More on EasyQOS in my next blog post…   However the key message is that Cisco is moving from QoS to QoE – it is about Quality of Experience – that’s not a marketing term either, in DNA, we tell the system what quality we want for various applications – and QoS is automatically configured for that.  More on that later.

 

NFV – Not Just For Service Providers

Enterprise “NFV” aims to take out physical Routers, Firewalls, Accelerators and Wireless LAN Controllers in the branch.   The idea is centralised management and deployment with everything virtual in the branch.    This can be run either on a UCS C220 server, or on top of a ISR4000 with UCS-E blade.

 

Most of the content you will see online from Cisco — is like the above, very abstract.  However we can get more into the meat and potatoes of Enterprise NFV from our friends at TechFieldDay.    Here is an actual demo of NFV deployment with some good questions from the delegates

 

Security at Heart

TrustSec, StealthWatch and ISE are all the key security products at play in DNA,  I know entire customers who went down the ISE path – and cancelled projects from complexity, so while high security, flexibility and reduced operating costs might be the end result of DNA – security isn’t cheap, and getting there will not be either.    These products can have a long installation cycle / process.
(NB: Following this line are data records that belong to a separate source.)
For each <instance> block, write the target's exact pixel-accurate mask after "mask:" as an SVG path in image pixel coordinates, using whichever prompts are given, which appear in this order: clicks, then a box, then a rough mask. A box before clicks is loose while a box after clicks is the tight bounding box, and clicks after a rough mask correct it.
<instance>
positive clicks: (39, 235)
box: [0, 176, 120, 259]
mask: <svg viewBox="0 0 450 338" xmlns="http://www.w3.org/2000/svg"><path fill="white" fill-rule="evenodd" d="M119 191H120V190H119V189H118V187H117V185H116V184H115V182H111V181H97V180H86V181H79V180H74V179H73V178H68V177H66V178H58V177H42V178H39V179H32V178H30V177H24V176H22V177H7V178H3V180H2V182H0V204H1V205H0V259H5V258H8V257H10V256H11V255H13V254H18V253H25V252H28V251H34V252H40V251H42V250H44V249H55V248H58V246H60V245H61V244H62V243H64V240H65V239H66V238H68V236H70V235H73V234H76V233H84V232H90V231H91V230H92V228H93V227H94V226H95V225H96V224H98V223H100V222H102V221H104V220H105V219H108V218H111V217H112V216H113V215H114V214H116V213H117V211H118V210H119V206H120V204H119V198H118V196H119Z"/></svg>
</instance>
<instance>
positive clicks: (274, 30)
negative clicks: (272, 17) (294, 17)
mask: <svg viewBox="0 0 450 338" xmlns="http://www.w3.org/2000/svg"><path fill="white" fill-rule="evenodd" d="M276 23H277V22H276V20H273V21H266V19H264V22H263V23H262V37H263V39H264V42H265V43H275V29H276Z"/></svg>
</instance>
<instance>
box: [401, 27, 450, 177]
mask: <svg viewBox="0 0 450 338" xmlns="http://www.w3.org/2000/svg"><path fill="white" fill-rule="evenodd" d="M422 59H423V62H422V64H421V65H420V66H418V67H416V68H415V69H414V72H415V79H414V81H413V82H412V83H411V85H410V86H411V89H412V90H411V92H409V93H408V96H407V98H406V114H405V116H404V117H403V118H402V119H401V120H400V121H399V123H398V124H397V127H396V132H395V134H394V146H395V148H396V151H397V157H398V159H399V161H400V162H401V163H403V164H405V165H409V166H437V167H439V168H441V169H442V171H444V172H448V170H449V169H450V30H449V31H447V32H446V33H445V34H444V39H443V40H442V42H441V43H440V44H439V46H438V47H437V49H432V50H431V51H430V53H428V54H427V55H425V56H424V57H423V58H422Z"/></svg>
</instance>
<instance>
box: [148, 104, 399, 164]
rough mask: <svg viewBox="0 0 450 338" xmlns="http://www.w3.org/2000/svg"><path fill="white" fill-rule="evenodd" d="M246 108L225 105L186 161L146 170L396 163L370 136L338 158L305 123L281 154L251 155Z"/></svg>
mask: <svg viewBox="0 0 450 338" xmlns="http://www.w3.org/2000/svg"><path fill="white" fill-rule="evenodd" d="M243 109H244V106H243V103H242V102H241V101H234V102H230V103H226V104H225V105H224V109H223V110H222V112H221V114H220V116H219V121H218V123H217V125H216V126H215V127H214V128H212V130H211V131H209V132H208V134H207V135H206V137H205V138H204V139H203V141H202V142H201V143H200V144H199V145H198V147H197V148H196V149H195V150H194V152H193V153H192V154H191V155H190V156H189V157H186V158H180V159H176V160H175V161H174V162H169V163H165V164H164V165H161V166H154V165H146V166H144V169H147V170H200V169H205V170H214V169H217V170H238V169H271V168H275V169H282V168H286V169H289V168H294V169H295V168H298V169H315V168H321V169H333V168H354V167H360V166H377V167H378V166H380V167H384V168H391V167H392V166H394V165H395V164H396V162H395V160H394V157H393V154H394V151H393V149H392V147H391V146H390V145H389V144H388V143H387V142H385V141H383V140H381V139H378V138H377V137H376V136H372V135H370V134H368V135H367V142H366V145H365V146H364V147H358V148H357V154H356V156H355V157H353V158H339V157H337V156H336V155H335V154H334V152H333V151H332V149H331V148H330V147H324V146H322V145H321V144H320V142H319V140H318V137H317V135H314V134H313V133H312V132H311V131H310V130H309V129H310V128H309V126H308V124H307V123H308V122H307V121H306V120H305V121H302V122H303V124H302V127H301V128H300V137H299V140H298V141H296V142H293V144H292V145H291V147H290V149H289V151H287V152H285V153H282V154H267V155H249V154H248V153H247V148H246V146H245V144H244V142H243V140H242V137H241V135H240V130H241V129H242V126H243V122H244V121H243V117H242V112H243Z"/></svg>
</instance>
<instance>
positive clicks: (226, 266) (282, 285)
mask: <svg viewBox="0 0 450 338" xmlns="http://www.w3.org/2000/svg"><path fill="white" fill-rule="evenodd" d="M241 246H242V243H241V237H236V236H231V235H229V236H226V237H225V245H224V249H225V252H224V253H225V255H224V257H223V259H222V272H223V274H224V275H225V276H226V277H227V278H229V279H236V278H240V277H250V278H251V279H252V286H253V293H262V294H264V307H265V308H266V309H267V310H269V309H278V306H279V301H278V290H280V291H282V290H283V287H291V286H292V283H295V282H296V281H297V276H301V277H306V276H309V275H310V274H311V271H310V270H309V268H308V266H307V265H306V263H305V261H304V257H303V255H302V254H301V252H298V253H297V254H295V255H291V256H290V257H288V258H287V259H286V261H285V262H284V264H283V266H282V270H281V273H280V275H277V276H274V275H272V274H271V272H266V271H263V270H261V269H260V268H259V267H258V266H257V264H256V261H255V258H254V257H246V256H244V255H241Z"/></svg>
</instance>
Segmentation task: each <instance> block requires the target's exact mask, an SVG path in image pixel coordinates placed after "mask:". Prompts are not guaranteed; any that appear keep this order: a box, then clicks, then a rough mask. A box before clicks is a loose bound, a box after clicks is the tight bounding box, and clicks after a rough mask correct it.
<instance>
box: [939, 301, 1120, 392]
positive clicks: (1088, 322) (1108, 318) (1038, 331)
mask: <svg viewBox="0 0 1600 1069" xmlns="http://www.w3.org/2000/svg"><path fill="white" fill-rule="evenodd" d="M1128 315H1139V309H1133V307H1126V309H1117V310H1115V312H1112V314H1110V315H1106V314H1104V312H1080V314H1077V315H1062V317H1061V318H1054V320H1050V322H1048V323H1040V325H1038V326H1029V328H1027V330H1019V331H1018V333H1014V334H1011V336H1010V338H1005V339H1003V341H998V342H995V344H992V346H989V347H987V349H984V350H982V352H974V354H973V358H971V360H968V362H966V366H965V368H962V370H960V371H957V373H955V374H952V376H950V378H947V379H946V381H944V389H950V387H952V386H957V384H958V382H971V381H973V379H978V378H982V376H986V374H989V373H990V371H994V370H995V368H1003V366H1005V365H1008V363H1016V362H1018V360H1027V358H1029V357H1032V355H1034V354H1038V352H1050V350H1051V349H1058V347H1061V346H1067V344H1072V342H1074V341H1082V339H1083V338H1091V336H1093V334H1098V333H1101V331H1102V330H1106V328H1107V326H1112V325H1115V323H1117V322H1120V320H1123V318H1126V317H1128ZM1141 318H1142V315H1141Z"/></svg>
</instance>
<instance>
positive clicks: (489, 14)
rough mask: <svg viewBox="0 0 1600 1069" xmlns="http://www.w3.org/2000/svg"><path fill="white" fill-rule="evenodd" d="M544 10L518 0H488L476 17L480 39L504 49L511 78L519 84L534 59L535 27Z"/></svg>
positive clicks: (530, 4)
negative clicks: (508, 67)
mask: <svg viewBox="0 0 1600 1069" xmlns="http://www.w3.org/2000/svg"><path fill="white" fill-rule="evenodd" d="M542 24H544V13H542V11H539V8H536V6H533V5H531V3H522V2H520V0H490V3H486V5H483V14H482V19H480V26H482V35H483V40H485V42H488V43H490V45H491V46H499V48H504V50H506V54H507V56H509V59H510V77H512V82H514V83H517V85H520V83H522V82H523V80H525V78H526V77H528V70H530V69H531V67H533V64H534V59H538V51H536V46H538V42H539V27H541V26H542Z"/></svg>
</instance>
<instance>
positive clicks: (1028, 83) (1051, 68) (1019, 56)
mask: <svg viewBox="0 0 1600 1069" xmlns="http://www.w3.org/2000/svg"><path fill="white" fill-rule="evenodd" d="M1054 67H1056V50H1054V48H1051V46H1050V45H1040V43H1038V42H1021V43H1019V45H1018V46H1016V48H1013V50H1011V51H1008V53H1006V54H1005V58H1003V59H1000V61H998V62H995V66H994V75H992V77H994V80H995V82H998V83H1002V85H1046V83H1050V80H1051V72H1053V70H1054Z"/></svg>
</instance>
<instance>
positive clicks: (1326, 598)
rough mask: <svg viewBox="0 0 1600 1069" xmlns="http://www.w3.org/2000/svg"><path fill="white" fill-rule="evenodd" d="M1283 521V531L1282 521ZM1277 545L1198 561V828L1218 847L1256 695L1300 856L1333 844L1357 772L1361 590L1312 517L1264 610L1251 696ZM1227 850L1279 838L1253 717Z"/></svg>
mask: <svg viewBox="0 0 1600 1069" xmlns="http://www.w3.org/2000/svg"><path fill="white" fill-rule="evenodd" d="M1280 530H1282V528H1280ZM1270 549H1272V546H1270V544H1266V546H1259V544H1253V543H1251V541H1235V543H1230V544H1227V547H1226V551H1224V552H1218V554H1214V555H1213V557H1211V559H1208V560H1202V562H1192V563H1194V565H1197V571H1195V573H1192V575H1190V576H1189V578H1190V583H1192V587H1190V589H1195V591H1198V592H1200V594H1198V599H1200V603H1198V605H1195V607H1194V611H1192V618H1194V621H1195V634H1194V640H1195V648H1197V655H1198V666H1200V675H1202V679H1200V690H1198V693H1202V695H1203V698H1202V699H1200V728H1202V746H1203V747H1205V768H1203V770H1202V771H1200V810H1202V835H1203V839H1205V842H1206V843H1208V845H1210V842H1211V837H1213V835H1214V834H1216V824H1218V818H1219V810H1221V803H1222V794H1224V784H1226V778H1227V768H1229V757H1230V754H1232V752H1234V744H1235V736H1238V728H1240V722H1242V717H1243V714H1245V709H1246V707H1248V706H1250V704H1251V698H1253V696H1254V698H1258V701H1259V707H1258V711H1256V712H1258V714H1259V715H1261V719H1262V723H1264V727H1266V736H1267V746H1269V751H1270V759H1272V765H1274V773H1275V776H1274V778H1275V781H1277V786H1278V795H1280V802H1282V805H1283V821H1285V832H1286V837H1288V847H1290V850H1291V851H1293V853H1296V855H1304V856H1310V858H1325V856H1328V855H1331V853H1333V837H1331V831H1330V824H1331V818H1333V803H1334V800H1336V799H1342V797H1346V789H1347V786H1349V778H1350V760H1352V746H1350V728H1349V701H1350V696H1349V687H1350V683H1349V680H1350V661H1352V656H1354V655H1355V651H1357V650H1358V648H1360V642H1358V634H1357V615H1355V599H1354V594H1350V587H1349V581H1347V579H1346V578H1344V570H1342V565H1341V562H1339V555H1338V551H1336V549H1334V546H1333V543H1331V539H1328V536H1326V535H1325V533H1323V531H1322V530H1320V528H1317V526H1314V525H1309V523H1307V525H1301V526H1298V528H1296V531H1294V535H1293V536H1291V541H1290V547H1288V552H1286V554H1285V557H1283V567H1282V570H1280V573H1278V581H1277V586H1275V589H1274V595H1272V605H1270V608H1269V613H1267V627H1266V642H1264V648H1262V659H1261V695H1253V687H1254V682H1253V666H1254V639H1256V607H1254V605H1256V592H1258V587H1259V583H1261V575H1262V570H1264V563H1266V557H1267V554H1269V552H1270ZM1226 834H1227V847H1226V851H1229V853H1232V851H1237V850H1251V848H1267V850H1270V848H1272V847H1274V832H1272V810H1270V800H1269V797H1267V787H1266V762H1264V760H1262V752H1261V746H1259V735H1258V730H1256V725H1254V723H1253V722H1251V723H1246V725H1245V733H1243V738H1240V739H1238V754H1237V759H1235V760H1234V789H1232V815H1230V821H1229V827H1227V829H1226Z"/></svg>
Getting from Promise to Production with DNA Readiness Model

This is where we have an issue, before we can have an elastic multi domain secure flexible network – we need to deploy the tools for DNA.    As Rod Soderbery of Cisco says “Adopting Cisco DNA is a Journey”  – that is for sure, this will not be an overnight change for any organization.

dnajourney

They call it a journey,  start with base automation, move to policy based services on APIC like iWAN and EasyQOS, and then add your more advanced security, think ISE,  more software control and then Digital Services.   Each is a step in the journey to DNA.   I don’t know many organisations that are even close.

Marketing The End State To Start Conversations

This is the problem for IT organisations – “Digital Services” – see that end green bubble, that’s how this is being sold to the “C” level types – they don’t understand the blue bubbles but we all know a lot of work has to be done to reach those trans-formative “Digital Services”

The good news at least for Cisco is that on all the news of DNA and the hype, the stock hit an all time high. If this does nothing more than start the conversations about next generation infrastructure,  next generation firewalls and security products, or maybe the entire DNA architecture then this will be good for Cisco.